The impacts of a mining project can be considered permanent, so it’s only fair to expect that the compensation should be permanent too
What seems to be a relatively simple exercise turns out to be much more complex than we thought. The issues of additionality and leakage are poorly dealt with in existing biodiversity offset projects – and as a result, they are much less effective than they could be.
Another key question is whether the biodiversity gains are permanent.
After all, the impacts of a mining project can be considered permanent, so it’s only fair to expect that the compensation should be permanent too.
If it’s not – for example, if a forest restoration project fails or a conserved forest is cut down in the future – then the mining impacts have not been properly offset.

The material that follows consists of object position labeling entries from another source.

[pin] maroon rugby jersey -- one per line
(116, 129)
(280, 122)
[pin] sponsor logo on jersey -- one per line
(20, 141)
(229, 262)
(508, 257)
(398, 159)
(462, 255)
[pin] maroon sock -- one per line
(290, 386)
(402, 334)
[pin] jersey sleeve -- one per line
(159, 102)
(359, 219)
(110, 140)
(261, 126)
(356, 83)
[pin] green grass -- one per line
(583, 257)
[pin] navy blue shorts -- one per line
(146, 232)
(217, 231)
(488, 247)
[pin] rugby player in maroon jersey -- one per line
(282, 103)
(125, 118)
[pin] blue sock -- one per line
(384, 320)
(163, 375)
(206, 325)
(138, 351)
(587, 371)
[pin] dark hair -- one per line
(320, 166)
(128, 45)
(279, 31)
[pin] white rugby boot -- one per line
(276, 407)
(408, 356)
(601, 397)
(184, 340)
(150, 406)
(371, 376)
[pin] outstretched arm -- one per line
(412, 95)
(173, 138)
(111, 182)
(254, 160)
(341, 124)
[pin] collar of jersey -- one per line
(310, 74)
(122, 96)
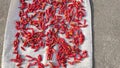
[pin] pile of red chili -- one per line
(57, 23)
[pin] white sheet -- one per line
(10, 32)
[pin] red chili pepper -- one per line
(62, 17)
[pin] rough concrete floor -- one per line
(106, 26)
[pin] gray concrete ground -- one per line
(106, 26)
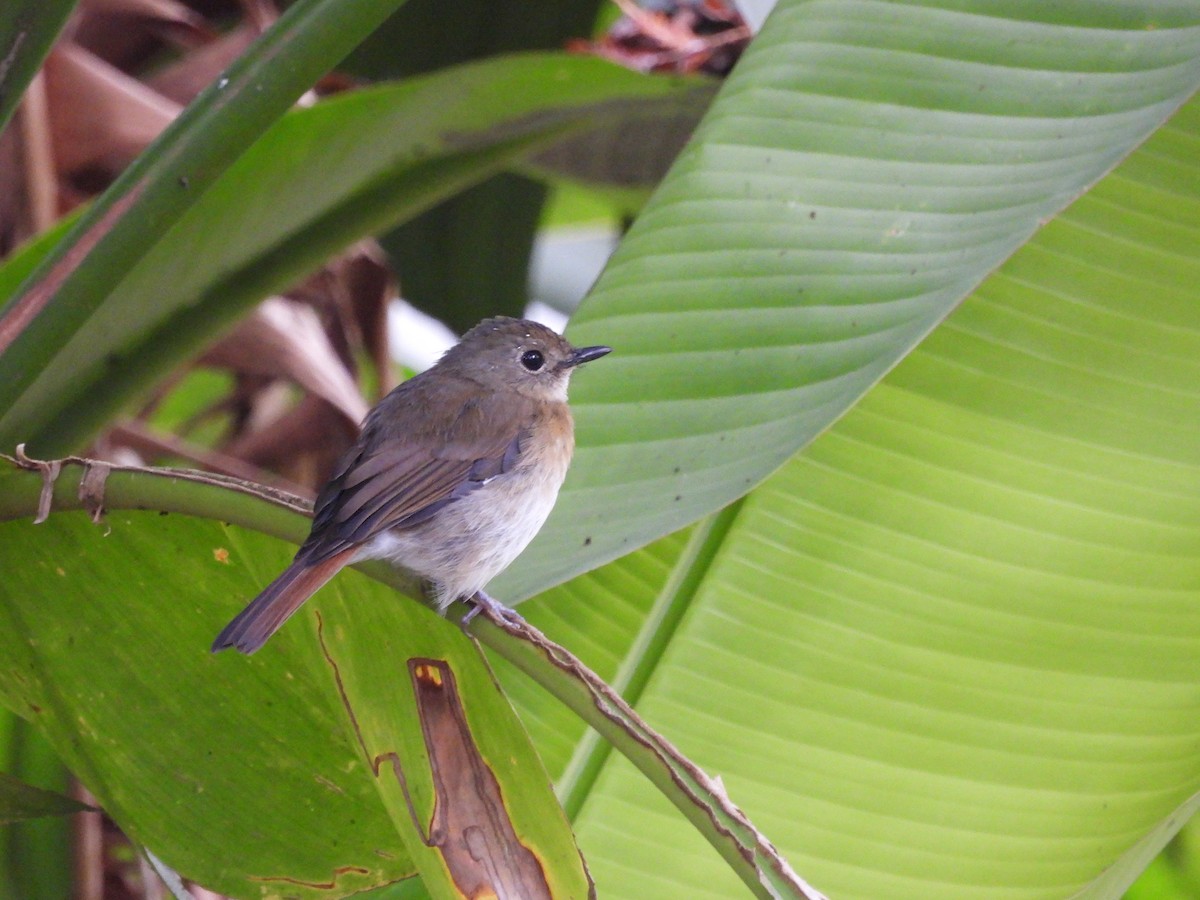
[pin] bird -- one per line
(453, 474)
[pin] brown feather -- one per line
(268, 611)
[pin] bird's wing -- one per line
(399, 481)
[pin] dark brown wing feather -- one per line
(397, 478)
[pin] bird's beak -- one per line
(586, 354)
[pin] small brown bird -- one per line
(453, 475)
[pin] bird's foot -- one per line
(496, 610)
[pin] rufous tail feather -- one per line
(267, 612)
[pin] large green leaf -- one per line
(287, 773)
(949, 649)
(165, 183)
(319, 179)
(865, 166)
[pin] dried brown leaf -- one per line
(100, 117)
(283, 339)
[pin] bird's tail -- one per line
(267, 612)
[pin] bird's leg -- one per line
(496, 610)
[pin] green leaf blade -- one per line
(863, 169)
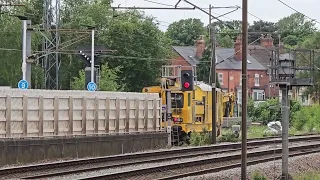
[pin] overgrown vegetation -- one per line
(307, 119)
(270, 110)
(313, 175)
(257, 175)
(200, 139)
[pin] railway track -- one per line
(204, 166)
(91, 164)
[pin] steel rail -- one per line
(153, 160)
(70, 163)
(236, 165)
(171, 167)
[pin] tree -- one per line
(295, 28)
(313, 42)
(138, 42)
(262, 26)
(108, 80)
(225, 41)
(186, 31)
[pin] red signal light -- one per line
(186, 85)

Existing projects don’t tend to consider these risks.
Knowing what counts
Then there is the question of how to measure the impacts at a mine site and the gains at the offset site.
Should we look at mammals, birds, reptiles, or plants? What if the two sites have different biodiversity? Is it possible to compare apples and oranges? Only if we have a way to measure the relative conservation significance of the apples and oranges.

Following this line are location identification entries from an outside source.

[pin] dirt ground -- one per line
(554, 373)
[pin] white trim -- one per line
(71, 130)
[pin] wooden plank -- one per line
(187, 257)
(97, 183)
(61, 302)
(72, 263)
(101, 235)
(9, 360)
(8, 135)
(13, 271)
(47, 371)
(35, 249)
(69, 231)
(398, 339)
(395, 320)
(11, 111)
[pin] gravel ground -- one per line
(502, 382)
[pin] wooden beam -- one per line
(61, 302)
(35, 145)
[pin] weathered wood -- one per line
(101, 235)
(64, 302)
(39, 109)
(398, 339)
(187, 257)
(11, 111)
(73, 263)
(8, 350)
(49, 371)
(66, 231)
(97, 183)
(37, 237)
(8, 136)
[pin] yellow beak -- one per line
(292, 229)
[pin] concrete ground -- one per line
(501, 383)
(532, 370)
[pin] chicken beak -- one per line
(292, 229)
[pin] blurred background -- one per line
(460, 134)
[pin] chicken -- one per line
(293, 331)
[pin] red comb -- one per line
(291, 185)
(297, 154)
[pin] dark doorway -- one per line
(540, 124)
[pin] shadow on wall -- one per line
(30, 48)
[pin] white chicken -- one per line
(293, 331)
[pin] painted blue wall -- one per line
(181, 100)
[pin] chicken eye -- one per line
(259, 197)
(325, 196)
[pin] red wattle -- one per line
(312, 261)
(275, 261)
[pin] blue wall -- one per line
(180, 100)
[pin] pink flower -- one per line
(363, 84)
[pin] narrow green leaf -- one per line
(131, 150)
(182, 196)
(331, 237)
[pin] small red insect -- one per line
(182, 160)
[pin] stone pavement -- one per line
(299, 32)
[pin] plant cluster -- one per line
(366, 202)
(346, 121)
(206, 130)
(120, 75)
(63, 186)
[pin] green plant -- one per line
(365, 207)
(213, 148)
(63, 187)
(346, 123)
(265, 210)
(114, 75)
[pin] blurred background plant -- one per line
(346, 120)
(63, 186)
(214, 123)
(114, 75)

Obviously, not everything counts, and not everything can be counted. What we need is a way to measure that the habitat and its species are properly viable.
In doing this, companies need to measure a range of things rather than rely on just one. Rio Tinto, for example, chose to measure only the vertical structure of the forest as an indicator of its intactness.

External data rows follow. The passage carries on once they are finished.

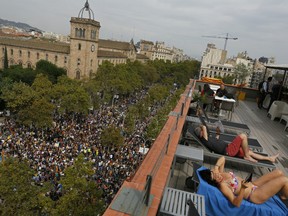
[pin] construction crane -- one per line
(226, 39)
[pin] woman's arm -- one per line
(220, 164)
(204, 131)
(235, 200)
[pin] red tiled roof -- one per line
(161, 174)
(114, 44)
(110, 54)
(36, 44)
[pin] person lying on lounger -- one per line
(235, 189)
(237, 148)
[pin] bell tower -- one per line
(84, 38)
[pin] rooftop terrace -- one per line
(157, 166)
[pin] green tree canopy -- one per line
(81, 193)
(18, 195)
(70, 96)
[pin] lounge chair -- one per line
(228, 125)
(253, 143)
(217, 204)
(277, 109)
(190, 135)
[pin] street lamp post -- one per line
(113, 99)
(144, 142)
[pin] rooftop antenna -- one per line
(88, 9)
(226, 39)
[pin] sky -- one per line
(261, 26)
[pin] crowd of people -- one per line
(52, 150)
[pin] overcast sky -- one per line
(261, 26)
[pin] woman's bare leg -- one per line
(269, 189)
(261, 157)
(245, 148)
(268, 177)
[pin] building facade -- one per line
(80, 57)
(216, 64)
(159, 51)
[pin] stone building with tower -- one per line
(80, 57)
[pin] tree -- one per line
(81, 193)
(70, 96)
(39, 113)
(5, 59)
(18, 96)
(241, 71)
(18, 195)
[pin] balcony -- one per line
(143, 193)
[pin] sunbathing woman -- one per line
(237, 148)
(235, 189)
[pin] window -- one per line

Yet when we measured more direct attributes in this case study, such as the plant or bird diversity lost as a result of mining, our estimate of the damage done by the mining was twice as large as the company’s estimate. For example, the total amount of habitat lost through mining could vary from 680 hectares using the vertical structure method, compared with 1480 hectares using plant diversity as a measure.
And if the conservation significance is measured, such as the number of local endemic species per area (meaning species that can only be found in a particular geographic area), then the habitat is simply so significant that it cannot actually be offset, because no other habitats in the landscape match it in significance.
A fair go for local communities
Biodiversity offsetting should not just be about protecting ecosystems. The approach should also be fair to local communities, not least because biodiversity is often the commodity of the poor.
Again, in the Rio Tinto case, the utilitarian value of the biodiversity to communities turned out to have a much higher conservation importance than was anticipated by the company. For example, the company’s 680 hectares measurement of habitat loss becomes 1396 hectares when calculated according to the amount of utilitarian plant diversity lost to local communities.
The key question
So, back to my initial question: do biodiversity offsets touted by mining companies actually work?
First, we should acknowledge that efforts by many companies – including first and foremost by Rio Tinto – in aiming to create a net positive biodiversity impact for all mining operations, is a laudable one.
But as the science of offsetting evolves, these companies need to keep up-to-date and develop better ways of quantifying the losses and gains. This will help them design ways to deliver biodiversity gains that are genuine, additional, permanent, and fair to local communities.
We’re not quite there yet, but when it happens, those companies will be well on the way to embracing true sustainability. Then we can feel less uneasy about investing in businesses that leave large footprints on the land.